Hi, OP -
This is a great question. The answer has become complicated. (I am a former Russell Group STEM admissions tutor.)
Fundamentally your DD’s instinct is correct: it is better to do the best you are capable of in three A levels than to slip in even one in order to do a fourth.
Some degree programmes, like certain programmes at Imperial, will make two offers and one will allow for slippage, but this is relatively rare. Oxford may well make a standard three A offer anyway, but that will only be to applicants who have met its other criteria and are usually predicted (significantly) higher grades.
We are seeing an informal trend towards more and more tiered offers, wherein the first tranche of offers go to a group who greatly exceed the standard entry requirements, then another tranche to a group somewhat less stellar, etc. This board has recently had a number of threads from parents of applicants shut out of programmes for which their PGs made them sound a good match. sometimes those programmes guess wrong, and must take underqualified applicants in August. The system is not working well. But I digress.
Some degree programmes that don’t require FM ‘strongly recommend’ it. Sometimes a subtext here is that if your school offers it, you should be taking it and it counts against you if you do not.

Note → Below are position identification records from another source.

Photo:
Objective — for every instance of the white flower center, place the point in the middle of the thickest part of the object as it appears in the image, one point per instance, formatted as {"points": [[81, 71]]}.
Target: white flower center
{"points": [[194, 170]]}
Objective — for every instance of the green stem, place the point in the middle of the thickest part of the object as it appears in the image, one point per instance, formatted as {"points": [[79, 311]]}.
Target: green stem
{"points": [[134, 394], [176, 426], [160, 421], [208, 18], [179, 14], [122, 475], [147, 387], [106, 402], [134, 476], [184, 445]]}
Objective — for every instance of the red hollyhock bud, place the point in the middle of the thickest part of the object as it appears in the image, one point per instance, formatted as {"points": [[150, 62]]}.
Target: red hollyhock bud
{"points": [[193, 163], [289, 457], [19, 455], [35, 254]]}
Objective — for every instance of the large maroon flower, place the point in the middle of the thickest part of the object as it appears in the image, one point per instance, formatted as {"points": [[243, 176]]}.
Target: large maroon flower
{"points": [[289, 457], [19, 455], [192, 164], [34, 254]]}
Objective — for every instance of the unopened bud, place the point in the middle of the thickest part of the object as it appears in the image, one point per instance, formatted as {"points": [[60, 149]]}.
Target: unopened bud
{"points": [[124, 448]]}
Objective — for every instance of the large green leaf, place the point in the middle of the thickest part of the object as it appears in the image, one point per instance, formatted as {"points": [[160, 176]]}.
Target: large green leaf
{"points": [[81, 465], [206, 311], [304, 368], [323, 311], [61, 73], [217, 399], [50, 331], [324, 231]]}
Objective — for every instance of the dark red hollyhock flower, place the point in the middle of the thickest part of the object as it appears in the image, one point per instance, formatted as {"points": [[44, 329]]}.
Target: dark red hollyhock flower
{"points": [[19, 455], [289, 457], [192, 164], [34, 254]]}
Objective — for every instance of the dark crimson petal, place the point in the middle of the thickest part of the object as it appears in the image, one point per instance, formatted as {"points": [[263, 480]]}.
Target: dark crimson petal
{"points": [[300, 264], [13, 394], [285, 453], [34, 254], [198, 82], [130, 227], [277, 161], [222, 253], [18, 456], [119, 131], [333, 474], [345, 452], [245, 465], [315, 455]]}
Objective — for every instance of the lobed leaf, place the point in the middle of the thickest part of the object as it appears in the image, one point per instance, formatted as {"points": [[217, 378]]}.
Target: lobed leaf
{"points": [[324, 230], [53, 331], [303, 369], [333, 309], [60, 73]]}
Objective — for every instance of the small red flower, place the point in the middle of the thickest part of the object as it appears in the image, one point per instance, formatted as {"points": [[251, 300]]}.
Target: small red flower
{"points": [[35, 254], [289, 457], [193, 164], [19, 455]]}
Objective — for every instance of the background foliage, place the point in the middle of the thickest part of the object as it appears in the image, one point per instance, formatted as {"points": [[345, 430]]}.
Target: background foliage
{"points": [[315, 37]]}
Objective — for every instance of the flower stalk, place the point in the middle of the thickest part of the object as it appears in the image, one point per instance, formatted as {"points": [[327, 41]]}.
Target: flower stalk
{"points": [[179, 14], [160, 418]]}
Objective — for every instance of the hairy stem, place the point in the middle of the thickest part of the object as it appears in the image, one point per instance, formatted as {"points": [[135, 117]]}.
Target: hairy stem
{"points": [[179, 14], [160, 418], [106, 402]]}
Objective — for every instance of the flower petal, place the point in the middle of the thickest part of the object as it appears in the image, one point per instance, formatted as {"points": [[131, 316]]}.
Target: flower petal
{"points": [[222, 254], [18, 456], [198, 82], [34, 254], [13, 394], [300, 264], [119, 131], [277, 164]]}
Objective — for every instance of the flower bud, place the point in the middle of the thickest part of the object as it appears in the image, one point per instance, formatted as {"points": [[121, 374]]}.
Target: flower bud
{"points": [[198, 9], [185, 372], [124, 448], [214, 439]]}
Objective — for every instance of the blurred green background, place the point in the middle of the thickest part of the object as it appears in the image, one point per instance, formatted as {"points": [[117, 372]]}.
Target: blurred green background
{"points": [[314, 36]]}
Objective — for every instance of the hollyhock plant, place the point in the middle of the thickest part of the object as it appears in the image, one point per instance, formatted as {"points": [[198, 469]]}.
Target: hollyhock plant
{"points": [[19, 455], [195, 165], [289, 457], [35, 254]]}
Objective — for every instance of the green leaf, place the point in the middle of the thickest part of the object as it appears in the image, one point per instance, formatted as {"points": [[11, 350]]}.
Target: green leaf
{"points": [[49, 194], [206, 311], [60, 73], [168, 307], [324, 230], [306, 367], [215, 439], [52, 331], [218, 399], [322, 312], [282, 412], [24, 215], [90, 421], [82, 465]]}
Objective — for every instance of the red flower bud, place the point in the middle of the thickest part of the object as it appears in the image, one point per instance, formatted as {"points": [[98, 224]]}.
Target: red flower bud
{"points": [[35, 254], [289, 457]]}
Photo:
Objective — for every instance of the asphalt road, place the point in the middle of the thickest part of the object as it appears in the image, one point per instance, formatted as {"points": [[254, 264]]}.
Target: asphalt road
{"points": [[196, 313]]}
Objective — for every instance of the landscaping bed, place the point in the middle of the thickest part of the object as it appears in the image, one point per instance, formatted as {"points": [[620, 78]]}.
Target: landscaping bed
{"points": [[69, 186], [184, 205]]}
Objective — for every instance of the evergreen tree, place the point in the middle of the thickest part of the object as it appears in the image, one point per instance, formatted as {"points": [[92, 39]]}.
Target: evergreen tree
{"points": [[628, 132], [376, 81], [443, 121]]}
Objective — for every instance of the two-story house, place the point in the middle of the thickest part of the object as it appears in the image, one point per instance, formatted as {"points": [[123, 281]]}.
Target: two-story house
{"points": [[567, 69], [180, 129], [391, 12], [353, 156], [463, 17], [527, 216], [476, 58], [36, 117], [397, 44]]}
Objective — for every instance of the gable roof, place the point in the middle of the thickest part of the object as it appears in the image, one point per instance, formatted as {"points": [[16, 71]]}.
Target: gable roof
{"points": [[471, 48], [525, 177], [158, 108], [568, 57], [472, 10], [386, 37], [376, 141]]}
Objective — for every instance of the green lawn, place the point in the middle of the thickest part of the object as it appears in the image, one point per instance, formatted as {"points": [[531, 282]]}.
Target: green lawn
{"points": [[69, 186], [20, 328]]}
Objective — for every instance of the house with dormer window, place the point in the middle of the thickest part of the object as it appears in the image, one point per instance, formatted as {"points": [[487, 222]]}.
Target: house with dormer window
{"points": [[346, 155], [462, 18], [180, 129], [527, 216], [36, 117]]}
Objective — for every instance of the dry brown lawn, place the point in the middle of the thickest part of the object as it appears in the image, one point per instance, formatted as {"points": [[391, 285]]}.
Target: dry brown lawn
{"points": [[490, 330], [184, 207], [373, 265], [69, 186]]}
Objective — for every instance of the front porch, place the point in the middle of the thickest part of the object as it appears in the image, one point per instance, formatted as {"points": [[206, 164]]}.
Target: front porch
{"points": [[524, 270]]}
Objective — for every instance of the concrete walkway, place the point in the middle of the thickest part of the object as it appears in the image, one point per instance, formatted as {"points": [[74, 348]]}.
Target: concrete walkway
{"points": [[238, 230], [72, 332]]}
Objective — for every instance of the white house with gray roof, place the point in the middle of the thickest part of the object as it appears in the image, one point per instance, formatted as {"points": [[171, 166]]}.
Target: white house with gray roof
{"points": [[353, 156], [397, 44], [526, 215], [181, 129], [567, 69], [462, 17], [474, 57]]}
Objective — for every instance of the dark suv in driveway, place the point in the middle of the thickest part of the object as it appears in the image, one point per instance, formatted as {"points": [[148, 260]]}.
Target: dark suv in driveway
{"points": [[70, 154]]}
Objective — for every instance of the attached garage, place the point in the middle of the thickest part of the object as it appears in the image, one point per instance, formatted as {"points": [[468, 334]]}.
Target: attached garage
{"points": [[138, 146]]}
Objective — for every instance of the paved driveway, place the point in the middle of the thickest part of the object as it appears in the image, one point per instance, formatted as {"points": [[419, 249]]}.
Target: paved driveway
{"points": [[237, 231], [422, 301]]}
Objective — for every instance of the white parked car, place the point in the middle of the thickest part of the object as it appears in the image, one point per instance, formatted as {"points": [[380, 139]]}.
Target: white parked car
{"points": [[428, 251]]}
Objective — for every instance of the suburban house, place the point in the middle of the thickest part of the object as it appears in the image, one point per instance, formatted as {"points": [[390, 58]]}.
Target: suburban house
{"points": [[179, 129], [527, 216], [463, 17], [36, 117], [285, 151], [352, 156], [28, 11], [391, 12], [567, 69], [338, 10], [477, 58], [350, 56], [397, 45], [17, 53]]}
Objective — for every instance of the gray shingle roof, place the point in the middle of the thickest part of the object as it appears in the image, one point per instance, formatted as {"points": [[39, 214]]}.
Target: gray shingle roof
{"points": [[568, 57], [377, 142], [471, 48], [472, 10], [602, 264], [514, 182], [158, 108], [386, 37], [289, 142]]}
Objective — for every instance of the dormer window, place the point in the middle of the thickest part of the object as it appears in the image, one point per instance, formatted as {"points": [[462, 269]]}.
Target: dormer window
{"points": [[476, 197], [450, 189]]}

DD could start thinking about programmes that interest her. If she comes across this language, she can email the admissions team for the degree programme explaining her dilemma. The wording will need some thought - your paraphrasing of her dilemma is fine; she just needs to make sure she doesn’t sound the slightest bit like she is looking for an easy path (no reasonable person would take it that way, but one never knows). Of course you can help with the message but it should come from her.
If relevant, a few elite universities will say that Maths + FM + Physics, if taken, is ‘really’ just 2 or 2.5 A levels because of the mutually reinforcing nature of the subjects (if one elects Mechanics insofar as possible). I can see a good case for 2.5.
I realise it may sound like I am implicitly making a case for FM but unless it is recommended for the degree programme that is not my intention. Doing her best and learning thoroughly is most likely to be useful for DD.
@TeenToTwenties idea of starting FM and dropping it is good, but often conscientious YP become invested in the Sunk Cost Fallacy. Would DD find it hard to let go?